4. Restrict Network Access While You Patch
As an interim measure, limit access to SharePoint servers. Use firewall rules, reverse proxies, or virtual private networks to restrict which IP addresses can reach the servers. If the server does not need to be internet-facing, remove the public listener entirely. Even if you’ve already patched, this is a good hardening step.
5. Hunt for Signs of Compromise
Although there are no known indicators of compromise (IOCs) specific to CVE-2026-58644, you should still look for generic signs of SharePoint exploitation. Monitor for:
- Unusual POST requests to SharePoint web services or endpoints.
- New or modified .ASPX files in the SharePoint layouts or virtual directories.
- Suspicious child processes spawned by the IIS worker process (w3wp.exe).
- Unexpected scheduled tasks or service accounts.
- Changes to machine keys or security token service configuration.
The 2025 ToolShell attacks showed that SharePoint servers are often used to deploy web shells and extract secrets. If you find any anomalies, initiate incident response immediately.
What Comes Next
The disclosure of CVE-2026-58644 without a simultaneous patch drop is a test of patch management maturity. Companies that keep SharePoint farms consistently up to date are already protected. Those that lagged on June updates are now in a race against attacker scan-and-exploit cycles.
We’ve seen this movie before.

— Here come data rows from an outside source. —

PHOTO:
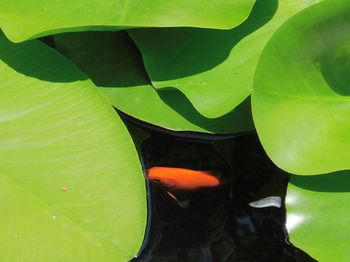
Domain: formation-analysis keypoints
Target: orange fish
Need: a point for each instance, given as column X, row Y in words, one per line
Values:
column 182, row 179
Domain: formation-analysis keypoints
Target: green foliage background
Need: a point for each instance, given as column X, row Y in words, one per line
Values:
column 72, row 186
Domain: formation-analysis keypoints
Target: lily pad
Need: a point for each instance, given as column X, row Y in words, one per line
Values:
column 114, row 64
column 214, row 69
column 301, row 100
column 71, row 186
column 318, row 215
column 21, row 19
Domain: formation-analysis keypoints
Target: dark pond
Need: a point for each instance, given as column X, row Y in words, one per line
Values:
column 241, row 219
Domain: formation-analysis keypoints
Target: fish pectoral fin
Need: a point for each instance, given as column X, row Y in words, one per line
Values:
column 182, row 203
column 271, row 201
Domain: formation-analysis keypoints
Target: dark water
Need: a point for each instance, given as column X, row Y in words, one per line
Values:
column 216, row 224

Within days—sometimes hours—of a SharePoint RCE disclosure, scanning traffic spikes as threat actors hunt for exposed servers. If exploit code surfaces, unpatched servers will be owned in minutes.
In the coming weeks, watch for:
- A public proof-of-concept (PoC) exploit published on GitHub or social media.
- Microsoft updating the CVE to indicate active exploitation.
- Additional guidance from CISA or other national cybersecurity agencies.
For now, the best defense is a simple one: check your build numbers, apply the updates you might have missed, and breathe a little easier knowing that the fix has been sitting in your update catalog for over a month. If you were already on the June patch level, document it and move on. If not, today is the day to close the gap.